Ce que j'essaie de dire par là, c'est qu'on risque de se laisser duper si l'on pense que le débat est seulement politique et si l'on oppose, chez nous, des Juppé et des Jospin. Ce qui est en cause, c'est une longue tradition culturelle qui conduit à la technocratie, ou pour prendre un exemple simple, au culte des experts. Tout cela contaminé par la domination de l'économie, conduit à des idées qui font que les gens de gauche comme les gens de droite trouvent normal, pour régler le problème des banlieues, par exemple, de raisonner en termes policiers, administratifs et financiers. On entend dire qu'il faudrait faire un "plan Marshall des banlieues". C'est d'une pauvreté humaine incommensurable ! Il faut bien voir que cela ne relève plus simplement de choix politiques mais d'une tradition profondément implantée dans nos habitudes et nos moeurs. Les grands partis politiques ne font jamais que proposer des variantes de technocratie. Il n'existe pas de partis qui donneraient la parole justement à ceux qui sont peut-être des rebelles, des résistants, qui voudraient inventer autre chose.

Quant à l 'efficacité de petits partis constitués de quelques centaines d'adhérents, je ne crois pas que ce soit réellement la quantité qui compte. J'en connais même un qui a réussi avec seulement douze...!

Notre combat, donc, est avant tout un combat culturel. Nous devons démontrer que les bases métaphysiques de notre civilisation sont fondamentalement erronées et que si elles ont pu en leur temps avoir une certaine efficacité, elles sont maintenant caduques, absurdes et stupides. Finalement, parmi nos concitoyens, qui sont ceux qui croit encore aux mythes du progrès technologique, de la croissance, du bonheur découlant de la technoscience.

Nos concitoyens pressentent parfaitement que notre civilisation va droit dans le mur, mais, ils ont peur du changement et ils se demandent ce qui va bien pouvoir remplacer cette civilisation qui aura été finalement bien plus destructrice que glorieuse. Il existe une véritable attente, de la part des Français, pour une nouvelle vision. Et qui, a part les écologistes indépendants, pour porter cette vision d'un monde où l'homme vivrait en harmonie avec sa biosphère GAÏA ?

L'utopie d'hier est l'ordinaire d'aujourd'hui. Le fait qu'une idée soit prématurée ne signifie pas qu'elle ne soit pas réalisable un jour futur. Dans notre civilisation, avoir l'esprit ouvert, c'est-à-dire sans préjugés, est assez rare, non pas parce que l'intelligence en est absente, mais par conformisme socio-psychologique qui veut que l'on soit en accord avec la majorité, faute de quoi on risque de subir l'exclusion du groupe.

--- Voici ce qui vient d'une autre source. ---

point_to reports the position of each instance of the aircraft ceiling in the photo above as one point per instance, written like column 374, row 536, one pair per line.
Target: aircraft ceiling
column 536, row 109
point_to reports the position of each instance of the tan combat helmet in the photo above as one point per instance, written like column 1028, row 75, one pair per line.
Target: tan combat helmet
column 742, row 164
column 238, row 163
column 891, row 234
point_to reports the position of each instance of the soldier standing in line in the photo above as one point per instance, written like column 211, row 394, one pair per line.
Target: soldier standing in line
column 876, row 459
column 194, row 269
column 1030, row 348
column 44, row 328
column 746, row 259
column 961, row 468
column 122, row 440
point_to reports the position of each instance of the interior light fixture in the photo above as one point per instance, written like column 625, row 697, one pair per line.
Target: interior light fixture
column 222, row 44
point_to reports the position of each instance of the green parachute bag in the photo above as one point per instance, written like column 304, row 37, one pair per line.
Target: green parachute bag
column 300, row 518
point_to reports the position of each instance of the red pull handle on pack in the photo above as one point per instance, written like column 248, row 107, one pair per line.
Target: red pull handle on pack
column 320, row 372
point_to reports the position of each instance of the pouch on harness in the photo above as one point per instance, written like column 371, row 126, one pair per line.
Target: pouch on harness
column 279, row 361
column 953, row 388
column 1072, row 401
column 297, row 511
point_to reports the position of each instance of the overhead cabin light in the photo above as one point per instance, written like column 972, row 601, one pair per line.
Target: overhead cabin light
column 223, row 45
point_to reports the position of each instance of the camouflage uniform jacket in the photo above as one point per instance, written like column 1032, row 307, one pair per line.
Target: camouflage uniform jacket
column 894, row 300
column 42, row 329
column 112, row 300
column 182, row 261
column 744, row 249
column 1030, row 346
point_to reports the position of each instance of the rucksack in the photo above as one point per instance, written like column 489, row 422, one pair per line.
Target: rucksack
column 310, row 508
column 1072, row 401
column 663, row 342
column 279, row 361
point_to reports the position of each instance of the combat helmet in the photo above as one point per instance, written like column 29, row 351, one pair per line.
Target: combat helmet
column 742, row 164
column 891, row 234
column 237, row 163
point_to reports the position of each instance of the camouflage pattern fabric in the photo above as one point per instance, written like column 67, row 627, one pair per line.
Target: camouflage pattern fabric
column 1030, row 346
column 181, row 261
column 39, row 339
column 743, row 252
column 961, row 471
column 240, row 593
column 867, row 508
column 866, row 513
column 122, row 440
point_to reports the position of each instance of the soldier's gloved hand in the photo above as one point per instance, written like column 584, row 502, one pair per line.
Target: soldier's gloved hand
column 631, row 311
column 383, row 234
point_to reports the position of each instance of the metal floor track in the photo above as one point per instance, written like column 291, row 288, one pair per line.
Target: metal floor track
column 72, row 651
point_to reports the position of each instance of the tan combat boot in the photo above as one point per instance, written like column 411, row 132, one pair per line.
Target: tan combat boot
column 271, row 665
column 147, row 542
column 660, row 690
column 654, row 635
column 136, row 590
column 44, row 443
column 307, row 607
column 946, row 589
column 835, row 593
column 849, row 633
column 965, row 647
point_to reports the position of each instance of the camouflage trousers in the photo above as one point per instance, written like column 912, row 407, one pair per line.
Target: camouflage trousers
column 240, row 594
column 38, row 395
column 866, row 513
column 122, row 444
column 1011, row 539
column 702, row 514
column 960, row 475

Les civilisations sont mortelles, elles aussi, et la nôtre se meurt, pendant que la nouvelle est déjà en gestation au sein même de l'actuelle.


Et pendant ce temps-là, notre monde présente une face de plus en plus uniforme, internationalisée par l'économie, les sciences, les mass-médias et les toutes puissantes transnationales qui règnent en despotes quasi-absolus et pour lesquelles tout est permis.

 

L'histoire de l'humanité sur Terre nous a appris que c'est toujours un petit nombre qui met en doute le schéma mental établi comme dogme absolu, qui ose proposer ce que d'autres - par ignorance et par peurs de toutes sortes, peur du ridicule et de l'exclusion entre autres - n'oseront jamais.

 

Certains m'ont reproché, à propos de ma motion d'orientation, de tenter de vouloir faire une alliance avec d'autres partis politique. Entendons-nous bien, ces alliances, si elles se concrétisent, n'ont qu'un seul but, montrer aux citoyens français qu'il existe une véritable opposition à l'idéologie économique, au néo-libéralisme. Cette plate-forme d'opposition redonnera, sans doute, aux Français, écoeuré par la politique politicienne, l'envie de s'impliquer, de participer et de voter à nouveau. Rappelez-vous le taux d'abstention aux européennes. Constatons le désintérêt, de façon générale, des Français pour la politique. Pourquoi ? Parce que sous le vernis d'une démocratie représentative, nous avons bien à faire à une dictature des marchés dont le pouvoir se concentre dans des organisations comme la Trilatérale, l'OMC, le FMI, ou encore, pour la France en particulier, Le Siècle -- une association d'à peu près 600 membres issus de tous horizons politiques, d'hommes d'affaires et de hauts fonctionnaires.

 

L'écologie politique ce doit de mettre au pas les commerçants-financiers nihilisme et cynique. Ce n'est assurément pas à la politique de se soumettre à la loi des marchés. Cette loi qui n'a bien entendu rien d'une loi mais est simplement une invention des marchands. Il s'agit bien de renverser l'ordre des choses. Certes, les hommes continueront à produire, à échanger et à consommer mais, la politique qui est l'art de gérer la cité se doit de reprendre ses lettres de noblesse.

 

Mais pourquoi Marc Jutier président ?

 

Certes, je n'existe pas politiquement. Mais est-ce plus un inconvénient qu'un avantage? J'ai tout de même trente-sept ans, je viens de publier un livre, je travaille actuellement sur un documentaire et je crois que je ne suis pas un trop mauvais négociateur.

 

L'intérêt, pour le MEI, d'avoir un président qui ne soit pas Antoine est de donner une image de pluralité -- le MEI n'est pas seulement le parti d'Antoine mais bien le parti de la véritable écologie politique d'une véritable alternative à la pensée de marché. C'est aussi pour cette raison qu'il nous faut huit personnes à égalité devant les médias. Bref, si nous réussissons à mettre d'accord une équipe de 12 personnes (le bureau) dont huit porte-paroles tous polarisé dans la même direction alors, comme un faisceau de lumière cohérente, notre efficacité pourra démonter l'idéologie dominante. Et nous parviendrons à la majorité culturelle dont nous rêvons tous.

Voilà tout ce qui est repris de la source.